Les rencontres de la photographie. Arles 2015.

46° édition autour de photographies dans la commune la plus étendue de France, année de la mort de son fondateur Lucien Clergue,  avec changements de commissaire et nouveaux investisseurs : c’est « le chantier », dont les enjeux dépassent le badaud qui vient prendre l’air du temps au pays des images.

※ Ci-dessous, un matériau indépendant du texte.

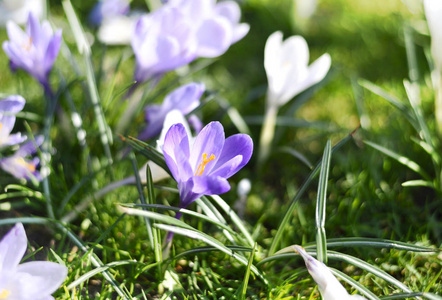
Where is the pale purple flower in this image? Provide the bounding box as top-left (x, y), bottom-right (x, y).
top-left (0, 136), bottom-right (43, 180)
top-left (89, 0), bottom-right (130, 25)
top-left (163, 122), bottom-right (253, 210)
top-left (293, 245), bottom-right (366, 300)
top-left (0, 223), bottom-right (68, 300)
top-left (132, 0), bottom-right (249, 81)
top-left (138, 82), bottom-right (205, 140)
top-left (3, 13), bottom-right (61, 91)
top-left (0, 95), bottom-right (26, 148)
top-left (0, 0), bottom-right (45, 27)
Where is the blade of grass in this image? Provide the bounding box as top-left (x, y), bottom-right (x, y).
top-left (0, 217), bottom-right (132, 300)
top-left (329, 268), bottom-right (379, 300)
top-left (358, 79), bottom-right (419, 131)
top-left (210, 195), bottom-right (255, 247)
top-left (363, 141), bottom-right (431, 181)
top-left (239, 243), bottom-right (257, 300)
top-left (154, 224), bottom-right (268, 285)
top-left (304, 237), bottom-right (442, 253)
top-left (62, 0), bottom-right (113, 169)
top-left (269, 132), bottom-right (353, 255)
top-left (315, 140), bottom-right (331, 264)
top-left (129, 151), bottom-right (155, 249)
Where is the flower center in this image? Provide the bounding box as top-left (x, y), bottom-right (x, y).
top-left (0, 290), bottom-right (11, 299)
top-left (195, 153), bottom-right (215, 176)
top-left (14, 157), bottom-right (35, 171)
top-left (22, 36), bottom-right (32, 52)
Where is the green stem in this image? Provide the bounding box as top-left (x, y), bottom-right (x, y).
top-left (258, 105), bottom-right (278, 165)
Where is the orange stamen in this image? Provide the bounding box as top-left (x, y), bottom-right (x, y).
top-left (15, 157), bottom-right (35, 172)
top-left (195, 153), bottom-right (215, 176)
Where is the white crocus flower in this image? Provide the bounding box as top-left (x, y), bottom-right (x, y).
top-left (264, 31), bottom-right (331, 107)
top-left (258, 31), bottom-right (331, 163)
top-left (97, 13), bottom-right (141, 45)
top-left (0, 223), bottom-right (68, 300)
top-left (293, 245), bottom-right (366, 300)
top-left (0, 0), bottom-right (45, 27)
top-left (424, 0), bottom-right (442, 135)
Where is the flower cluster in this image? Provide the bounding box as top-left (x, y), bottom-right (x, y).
top-left (3, 13), bottom-right (61, 92)
top-left (163, 122), bottom-right (253, 208)
top-left (132, 0), bottom-right (249, 82)
top-left (0, 95), bottom-right (43, 181)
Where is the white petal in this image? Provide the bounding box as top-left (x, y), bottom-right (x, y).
top-left (293, 245), bottom-right (358, 300)
top-left (15, 261), bottom-right (68, 299)
top-left (97, 16), bottom-right (138, 45)
top-left (0, 223), bottom-right (28, 271)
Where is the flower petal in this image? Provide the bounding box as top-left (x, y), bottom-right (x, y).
top-left (190, 122), bottom-right (225, 174)
top-left (210, 134), bottom-right (253, 178)
top-left (192, 175), bottom-right (230, 195)
top-left (163, 124), bottom-right (190, 183)
top-left (293, 245), bottom-right (363, 300)
top-left (0, 95), bottom-right (26, 114)
top-left (16, 261), bottom-right (68, 299)
top-left (0, 223), bottom-right (28, 270)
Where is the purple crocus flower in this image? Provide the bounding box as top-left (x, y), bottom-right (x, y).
top-left (0, 136), bottom-right (43, 180)
top-left (89, 0), bottom-right (130, 26)
top-left (138, 82), bottom-right (205, 140)
top-left (132, 0), bottom-right (249, 82)
top-left (163, 122), bottom-right (253, 211)
top-left (0, 95), bottom-right (26, 148)
top-left (3, 13), bottom-right (61, 91)
top-left (0, 223), bottom-right (68, 300)
top-left (132, 5), bottom-right (197, 82)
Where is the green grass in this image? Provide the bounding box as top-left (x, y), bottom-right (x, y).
top-left (0, 0), bottom-right (442, 299)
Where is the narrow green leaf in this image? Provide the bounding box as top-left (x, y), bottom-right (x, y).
top-left (315, 140), bottom-right (331, 264)
top-left (269, 132), bottom-right (353, 255)
top-left (67, 260), bottom-right (141, 289)
top-left (329, 268), bottom-right (379, 300)
top-left (358, 79), bottom-right (419, 131)
top-left (363, 141), bottom-right (430, 180)
top-left (239, 243), bottom-right (257, 300)
top-left (210, 195), bottom-right (255, 247)
top-left (306, 237), bottom-right (442, 252)
top-left (154, 224), bottom-right (268, 285)
top-left (120, 136), bottom-right (172, 176)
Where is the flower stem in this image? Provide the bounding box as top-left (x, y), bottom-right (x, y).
top-left (258, 105), bottom-right (278, 165)
top-left (41, 82), bottom-right (57, 219)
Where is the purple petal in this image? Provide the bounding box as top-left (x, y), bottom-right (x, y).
top-left (197, 17), bottom-right (233, 57)
top-left (163, 124), bottom-right (189, 182)
top-left (190, 122), bottom-right (225, 174)
top-left (187, 114), bottom-right (203, 133)
top-left (0, 223), bottom-right (28, 270)
top-left (210, 133), bottom-right (253, 178)
top-left (15, 135), bottom-right (44, 157)
top-left (192, 176), bottom-right (230, 195)
top-left (178, 178), bottom-right (201, 208)
top-left (17, 261), bottom-right (68, 299)
top-left (0, 95), bottom-right (26, 114)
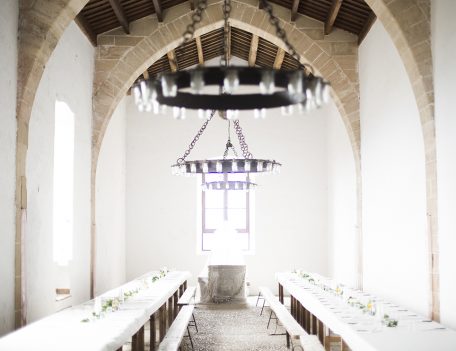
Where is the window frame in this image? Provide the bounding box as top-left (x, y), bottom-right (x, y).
top-left (197, 173), bottom-right (254, 254)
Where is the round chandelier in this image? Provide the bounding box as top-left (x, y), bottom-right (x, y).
top-left (133, 0), bottom-right (330, 117)
top-left (171, 110), bottom-right (282, 190)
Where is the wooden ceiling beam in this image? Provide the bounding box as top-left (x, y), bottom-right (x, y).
top-left (152, 0), bottom-right (163, 22)
top-left (272, 48), bottom-right (285, 69)
top-left (166, 50), bottom-right (178, 72)
top-left (249, 34), bottom-right (260, 67)
top-left (109, 0), bottom-right (130, 34)
top-left (291, 0), bottom-right (299, 22)
top-left (325, 0), bottom-right (343, 35)
top-left (358, 11), bottom-right (377, 45)
top-left (74, 12), bottom-right (97, 46)
top-left (195, 37), bottom-right (204, 65)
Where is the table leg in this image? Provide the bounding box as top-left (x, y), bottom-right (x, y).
top-left (159, 302), bottom-right (166, 342)
top-left (168, 295), bottom-right (174, 328)
top-left (173, 290), bottom-right (179, 320)
top-left (149, 313), bottom-right (156, 351)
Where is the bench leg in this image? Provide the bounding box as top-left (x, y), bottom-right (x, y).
top-left (266, 310), bottom-right (277, 329)
top-left (260, 299), bottom-right (266, 316)
top-left (255, 291), bottom-right (262, 307)
top-left (192, 313), bottom-right (198, 333)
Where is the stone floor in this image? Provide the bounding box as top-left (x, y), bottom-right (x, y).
top-left (186, 298), bottom-right (287, 351)
top-left (123, 296), bottom-right (288, 351)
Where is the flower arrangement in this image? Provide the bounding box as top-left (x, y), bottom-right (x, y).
top-left (382, 314), bottom-right (399, 328)
top-left (81, 267), bottom-right (169, 323)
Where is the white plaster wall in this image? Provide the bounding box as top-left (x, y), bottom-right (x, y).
top-left (95, 99), bottom-right (126, 295)
top-left (359, 21), bottom-right (429, 313)
top-left (327, 106), bottom-right (358, 287)
top-left (431, 0), bottom-right (456, 328)
top-left (25, 22), bottom-right (94, 322)
top-left (0, 0), bottom-right (19, 336)
top-left (126, 99), bottom-right (337, 292)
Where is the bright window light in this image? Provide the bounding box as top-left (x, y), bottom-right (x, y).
top-left (53, 100), bottom-right (74, 266)
top-left (198, 173), bottom-right (253, 253)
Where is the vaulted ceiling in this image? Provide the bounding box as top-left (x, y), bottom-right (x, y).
top-left (77, 0), bottom-right (375, 84)
top-left (78, 0), bottom-right (375, 43)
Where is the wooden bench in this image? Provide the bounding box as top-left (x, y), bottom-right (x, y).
top-left (260, 287), bottom-right (324, 351)
top-left (158, 305), bottom-right (195, 351)
top-left (177, 286), bottom-right (196, 306)
top-left (177, 286), bottom-right (198, 333)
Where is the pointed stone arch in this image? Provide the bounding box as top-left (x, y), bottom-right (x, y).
top-left (365, 0), bottom-right (440, 321)
top-left (91, 0), bottom-right (362, 300)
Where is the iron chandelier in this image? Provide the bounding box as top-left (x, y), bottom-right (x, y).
top-left (133, 0), bottom-right (330, 117)
top-left (171, 111), bottom-right (282, 191)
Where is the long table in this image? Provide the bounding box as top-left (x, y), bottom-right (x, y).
top-left (276, 272), bottom-right (456, 351)
top-left (0, 271), bottom-right (190, 351)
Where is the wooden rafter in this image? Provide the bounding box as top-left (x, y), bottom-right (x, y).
top-left (166, 50), bottom-right (178, 72)
top-left (291, 0), bottom-right (299, 22)
top-left (272, 48), bottom-right (285, 69)
top-left (152, 0), bottom-right (163, 22)
top-left (109, 0), bottom-right (130, 34)
top-left (74, 12), bottom-right (97, 46)
top-left (358, 12), bottom-right (377, 45)
top-left (195, 37), bottom-right (204, 65)
top-left (325, 0), bottom-right (343, 35)
top-left (249, 34), bottom-right (260, 67)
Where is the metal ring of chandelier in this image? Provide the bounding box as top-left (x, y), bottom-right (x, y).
top-left (201, 180), bottom-right (257, 191)
top-left (171, 158), bottom-right (282, 175)
top-left (134, 66), bottom-right (329, 111)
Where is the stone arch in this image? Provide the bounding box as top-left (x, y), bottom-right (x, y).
top-left (91, 1), bottom-right (362, 292)
top-left (365, 0), bottom-right (440, 321)
top-left (93, 1), bottom-right (360, 169)
top-left (14, 0), bottom-right (89, 328)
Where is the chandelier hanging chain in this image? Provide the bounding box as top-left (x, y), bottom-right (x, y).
top-left (223, 120), bottom-right (238, 160)
top-left (169, 0), bottom-right (207, 67)
top-left (220, 0), bottom-right (231, 67)
top-left (233, 120), bottom-right (253, 159)
top-left (177, 110), bottom-right (215, 165)
top-left (260, 0), bottom-right (314, 74)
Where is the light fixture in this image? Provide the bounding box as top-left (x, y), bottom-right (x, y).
top-left (171, 110), bottom-right (282, 190)
top-left (133, 0), bottom-right (330, 119)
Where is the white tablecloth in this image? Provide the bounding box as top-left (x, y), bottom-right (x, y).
top-left (276, 273), bottom-right (456, 351)
top-left (0, 272), bottom-right (190, 351)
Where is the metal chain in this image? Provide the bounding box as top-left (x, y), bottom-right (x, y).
top-left (234, 120), bottom-right (253, 159)
top-left (260, 0), bottom-right (314, 74)
top-left (220, 0), bottom-right (231, 67)
top-left (169, 0), bottom-right (207, 67)
top-left (182, 0), bottom-right (207, 44)
top-left (223, 120), bottom-right (237, 159)
top-left (177, 110), bottom-right (215, 165)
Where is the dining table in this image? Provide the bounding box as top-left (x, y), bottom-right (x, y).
top-left (276, 272), bottom-right (456, 351)
top-left (0, 271), bottom-right (190, 351)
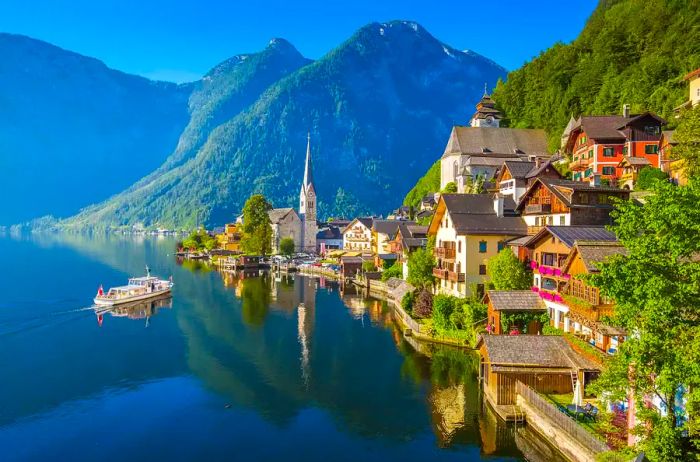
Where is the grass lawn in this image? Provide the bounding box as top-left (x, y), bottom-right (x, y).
top-left (543, 393), bottom-right (605, 439)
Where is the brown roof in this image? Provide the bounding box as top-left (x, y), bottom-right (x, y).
top-left (440, 194), bottom-right (527, 236)
top-left (477, 335), bottom-right (600, 370)
top-left (486, 290), bottom-right (547, 311)
top-left (443, 126), bottom-right (549, 157)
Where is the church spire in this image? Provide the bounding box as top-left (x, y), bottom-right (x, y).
top-left (302, 133), bottom-right (314, 189)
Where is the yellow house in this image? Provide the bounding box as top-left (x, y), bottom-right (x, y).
top-left (428, 194), bottom-right (527, 297)
top-left (216, 223), bottom-right (241, 252)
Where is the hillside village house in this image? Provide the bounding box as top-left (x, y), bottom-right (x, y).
top-left (562, 105), bottom-right (666, 184)
top-left (496, 158), bottom-right (564, 203)
top-left (343, 217), bottom-right (372, 253)
top-left (389, 222), bottom-right (428, 279)
top-left (517, 178), bottom-right (629, 234)
top-left (428, 194), bottom-right (527, 297)
top-left (440, 94), bottom-right (550, 193)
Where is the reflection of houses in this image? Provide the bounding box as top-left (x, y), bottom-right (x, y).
top-left (485, 290), bottom-right (547, 335)
top-left (428, 194), bottom-right (526, 297)
top-left (552, 240), bottom-right (626, 352)
top-left (518, 178), bottom-right (629, 234)
top-left (343, 217), bottom-right (372, 253)
top-left (440, 94), bottom-right (549, 192)
top-left (476, 335), bottom-right (600, 411)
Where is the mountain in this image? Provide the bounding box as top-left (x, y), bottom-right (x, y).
top-left (64, 21), bottom-right (506, 228)
top-left (493, 0), bottom-right (700, 149)
top-left (0, 33), bottom-right (191, 224)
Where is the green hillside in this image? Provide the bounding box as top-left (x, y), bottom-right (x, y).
top-left (493, 0), bottom-right (700, 149)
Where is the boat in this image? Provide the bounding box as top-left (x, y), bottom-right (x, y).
top-left (93, 267), bottom-right (173, 306)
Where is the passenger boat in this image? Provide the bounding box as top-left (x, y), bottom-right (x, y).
top-left (94, 267), bottom-right (173, 306)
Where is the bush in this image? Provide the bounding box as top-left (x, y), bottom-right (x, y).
top-left (635, 165), bottom-right (668, 190)
top-left (382, 265), bottom-right (403, 281)
top-left (401, 291), bottom-right (416, 315)
top-left (413, 289), bottom-right (433, 318)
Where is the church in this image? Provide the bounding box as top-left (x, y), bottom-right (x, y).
top-left (440, 90), bottom-right (550, 193)
top-left (268, 135), bottom-right (318, 253)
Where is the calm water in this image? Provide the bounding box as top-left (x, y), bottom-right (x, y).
top-left (0, 236), bottom-right (552, 461)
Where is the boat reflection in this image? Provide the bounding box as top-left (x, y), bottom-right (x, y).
top-left (94, 295), bottom-right (173, 327)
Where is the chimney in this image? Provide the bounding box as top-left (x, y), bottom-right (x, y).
top-left (622, 104), bottom-right (630, 119)
top-left (493, 193), bottom-right (504, 217)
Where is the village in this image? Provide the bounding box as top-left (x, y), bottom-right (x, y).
top-left (172, 69), bottom-right (700, 460)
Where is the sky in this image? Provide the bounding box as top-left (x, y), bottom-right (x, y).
top-left (0, 0), bottom-right (597, 82)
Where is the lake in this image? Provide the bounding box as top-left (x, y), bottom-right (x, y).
top-left (0, 235), bottom-right (555, 461)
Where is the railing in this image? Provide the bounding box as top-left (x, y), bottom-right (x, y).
top-left (525, 204), bottom-right (552, 213)
top-left (515, 380), bottom-right (610, 453)
top-left (447, 271), bottom-right (465, 282)
top-left (435, 247), bottom-right (455, 260)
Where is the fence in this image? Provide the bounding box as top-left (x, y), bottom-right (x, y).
top-left (515, 381), bottom-right (610, 453)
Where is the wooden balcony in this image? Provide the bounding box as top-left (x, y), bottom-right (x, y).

Un photographe américain, parait-il considérable, à qui est consacré une exposition sera-t-il satisfait si son nom ne s’est pas imprimé dans notre mémoire ? Il a tellement aimé s’inspirer des amateurs, fuyant le pittoresque, l’émotion, l’esthétique, gagnant par là la faveur des musées, épatant les galeries.
A quoi bon répertorier les noms de tant d’auteurs qui ont  assez peu d’émotions, ou d’idées à faire partager ?
Pourtant pour nos numériques mémoires c’est Thierry Bouët qui m’a semblé le plus chaleureux inventif et drôle en présentant des vendeurs du « Bon coin », mis en scène avec ce qu’ils proposent : une paire de botte, un cercueil, un bateau…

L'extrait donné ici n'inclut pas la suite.